Mieux vaut alors laisser de jeunes cons jouer à la baballe et prendre le temps de regarder dans le ciel « les appels d’un vol de migrateurs. Pour échapper à ce que réservait leur future vie d’adultes : rivalité, combat pour la meilleure place au soleil, chasse au succès, défaites et revanches. Cet instant de beauté était le sens même de la création, l’aspiration véritable des poètes et qui restait le plus souvent incomprise ». Comme sont incompris ces trésors légués par le frêle Vardan : l’« amère élégance de dépossession » qui fait que rien ne disparaît totalement ; la noblesse du silence face à la trahison des mots et des nombres ; l’humanisme d’une tablée de pauvres hères plutôt que les « aimables chimères » de l’amour universel ; l’identité qui se confond avec une « journée d’automne, lente et ensoleillée, à l’écart des existences avides et hâtives des hommes ». De cela, le narrateur, devenu adulte, se souvient.

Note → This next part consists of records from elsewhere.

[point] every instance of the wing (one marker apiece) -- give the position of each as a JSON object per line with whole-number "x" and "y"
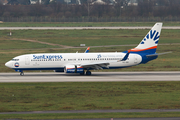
{"x": 101, "y": 65}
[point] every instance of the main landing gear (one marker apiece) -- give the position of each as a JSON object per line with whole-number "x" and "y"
{"x": 21, "y": 74}
{"x": 88, "y": 72}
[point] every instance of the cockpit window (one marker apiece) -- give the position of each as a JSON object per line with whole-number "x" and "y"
{"x": 15, "y": 59}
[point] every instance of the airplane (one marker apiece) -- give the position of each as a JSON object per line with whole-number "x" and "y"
{"x": 83, "y": 63}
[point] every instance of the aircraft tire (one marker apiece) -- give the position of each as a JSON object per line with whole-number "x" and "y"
{"x": 88, "y": 72}
{"x": 22, "y": 74}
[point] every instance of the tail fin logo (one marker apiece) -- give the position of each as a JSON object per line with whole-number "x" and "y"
{"x": 153, "y": 35}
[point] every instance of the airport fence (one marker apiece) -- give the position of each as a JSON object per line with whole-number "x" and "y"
{"x": 90, "y": 19}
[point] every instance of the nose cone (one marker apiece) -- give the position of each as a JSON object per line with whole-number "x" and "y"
{"x": 8, "y": 64}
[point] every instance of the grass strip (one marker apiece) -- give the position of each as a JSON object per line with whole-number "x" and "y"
{"x": 82, "y": 24}
{"x": 89, "y": 96}
{"x": 90, "y": 115}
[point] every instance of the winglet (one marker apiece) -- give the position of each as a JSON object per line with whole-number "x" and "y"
{"x": 87, "y": 50}
{"x": 126, "y": 56}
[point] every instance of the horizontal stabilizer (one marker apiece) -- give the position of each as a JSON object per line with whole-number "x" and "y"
{"x": 152, "y": 55}
{"x": 125, "y": 57}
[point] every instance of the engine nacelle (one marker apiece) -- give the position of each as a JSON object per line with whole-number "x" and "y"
{"x": 73, "y": 69}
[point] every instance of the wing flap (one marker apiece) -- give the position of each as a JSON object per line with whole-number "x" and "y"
{"x": 156, "y": 54}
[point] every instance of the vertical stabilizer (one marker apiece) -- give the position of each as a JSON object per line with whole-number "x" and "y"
{"x": 150, "y": 41}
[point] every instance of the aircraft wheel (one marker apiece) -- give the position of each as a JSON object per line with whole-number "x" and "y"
{"x": 88, "y": 72}
{"x": 82, "y": 73}
{"x": 22, "y": 74}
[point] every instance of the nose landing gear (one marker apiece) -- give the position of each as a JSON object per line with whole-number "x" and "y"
{"x": 21, "y": 74}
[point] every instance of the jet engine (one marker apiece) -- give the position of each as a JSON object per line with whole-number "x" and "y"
{"x": 73, "y": 69}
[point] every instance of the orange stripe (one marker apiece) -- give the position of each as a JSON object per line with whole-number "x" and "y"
{"x": 137, "y": 50}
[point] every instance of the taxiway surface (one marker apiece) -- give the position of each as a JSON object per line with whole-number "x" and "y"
{"x": 95, "y": 77}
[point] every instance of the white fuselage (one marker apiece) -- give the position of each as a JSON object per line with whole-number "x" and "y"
{"x": 54, "y": 61}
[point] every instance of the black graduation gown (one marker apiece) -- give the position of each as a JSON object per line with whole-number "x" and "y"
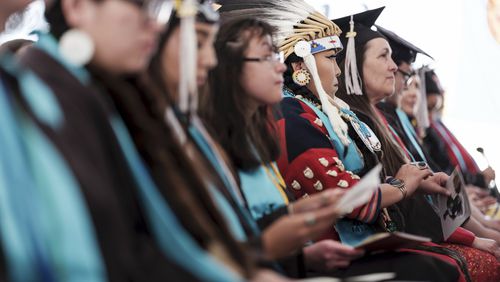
{"x": 414, "y": 214}
{"x": 89, "y": 145}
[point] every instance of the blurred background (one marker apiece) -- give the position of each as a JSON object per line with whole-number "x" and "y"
{"x": 454, "y": 32}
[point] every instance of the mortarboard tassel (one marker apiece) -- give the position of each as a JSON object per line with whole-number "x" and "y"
{"x": 188, "y": 98}
{"x": 352, "y": 79}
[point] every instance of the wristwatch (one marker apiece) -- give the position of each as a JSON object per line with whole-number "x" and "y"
{"x": 398, "y": 183}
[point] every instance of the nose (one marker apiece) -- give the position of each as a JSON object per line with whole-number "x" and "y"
{"x": 280, "y": 67}
{"x": 338, "y": 71}
{"x": 392, "y": 65}
{"x": 208, "y": 58}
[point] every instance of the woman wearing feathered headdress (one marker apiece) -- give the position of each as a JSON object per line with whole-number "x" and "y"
{"x": 317, "y": 152}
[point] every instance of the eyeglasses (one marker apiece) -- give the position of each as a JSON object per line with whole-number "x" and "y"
{"x": 274, "y": 58}
{"x": 156, "y": 10}
{"x": 408, "y": 76}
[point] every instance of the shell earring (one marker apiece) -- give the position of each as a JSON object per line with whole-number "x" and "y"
{"x": 301, "y": 77}
{"x": 77, "y": 47}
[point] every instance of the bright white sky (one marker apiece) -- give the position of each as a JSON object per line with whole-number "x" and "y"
{"x": 467, "y": 60}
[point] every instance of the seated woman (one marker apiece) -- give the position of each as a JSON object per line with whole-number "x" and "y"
{"x": 141, "y": 232}
{"x": 243, "y": 98}
{"x": 372, "y": 57}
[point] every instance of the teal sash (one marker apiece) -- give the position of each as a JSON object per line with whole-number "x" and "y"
{"x": 173, "y": 240}
{"x": 46, "y": 231}
{"x": 410, "y": 132}
{"x": 351, "y": 231}
{"x": 260, "y": 192}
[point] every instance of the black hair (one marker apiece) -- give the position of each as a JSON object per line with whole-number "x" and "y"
{"x": 392, "y": 157}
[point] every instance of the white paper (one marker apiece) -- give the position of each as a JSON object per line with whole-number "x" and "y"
{"x": 360, "y": 193}
{"x": 454, "y": 210}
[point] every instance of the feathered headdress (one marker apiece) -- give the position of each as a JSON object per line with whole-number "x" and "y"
{"x": 299, "y": 29}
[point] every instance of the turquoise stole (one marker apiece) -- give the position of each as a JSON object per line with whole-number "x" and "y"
{"x": 260, "y": 192}
{"x": 350, "y": 231}
{"x": 46, "y": 231}
{"x": 410, "y": 132}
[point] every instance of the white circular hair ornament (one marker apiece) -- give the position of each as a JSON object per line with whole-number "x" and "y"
{"x": 76, "y": 47}
{"x": 302, "y": 48}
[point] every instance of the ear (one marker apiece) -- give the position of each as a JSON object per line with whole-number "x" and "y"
{"x": 75, "y": 11}
{"x": 298, "y": 66}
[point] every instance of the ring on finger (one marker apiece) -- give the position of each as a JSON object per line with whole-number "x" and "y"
{"x": 310, "y": 219}
{"x": 420, "y": 165}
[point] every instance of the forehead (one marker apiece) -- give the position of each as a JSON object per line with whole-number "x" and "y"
{"x": 404, "y": 66}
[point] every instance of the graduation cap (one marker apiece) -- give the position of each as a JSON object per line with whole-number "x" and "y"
{"x": 356, "y": 33}
{"x": 402, "y": 50}
{"x": 432, "y": 84}
{"x": 232, "y": 5}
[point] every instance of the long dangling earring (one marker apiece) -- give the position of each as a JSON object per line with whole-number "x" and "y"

Il n’est pas « passé à autre chose » – cette « effrayante banalité avec laquelle la vie reprenait son cours ». Mais déjà, « le cirque humain » a transformé les lieux et effacé le « royaume » et ses habitants. « Cette existence ne pouvait paraître que monstrueusement exiguë aux humains d’aujourd’hui, fiers de leur “citoyenneté mondiale” et ne jurant que par la “culture-monde” » écrit Andreï Makine qui poursuit, la dent dure : « Cette modernité-là qui se prétendait unie par la connexion de tout et de tous s’enfermait, en réalité, dans une surdité progressive. » Sourde et inhospitalière.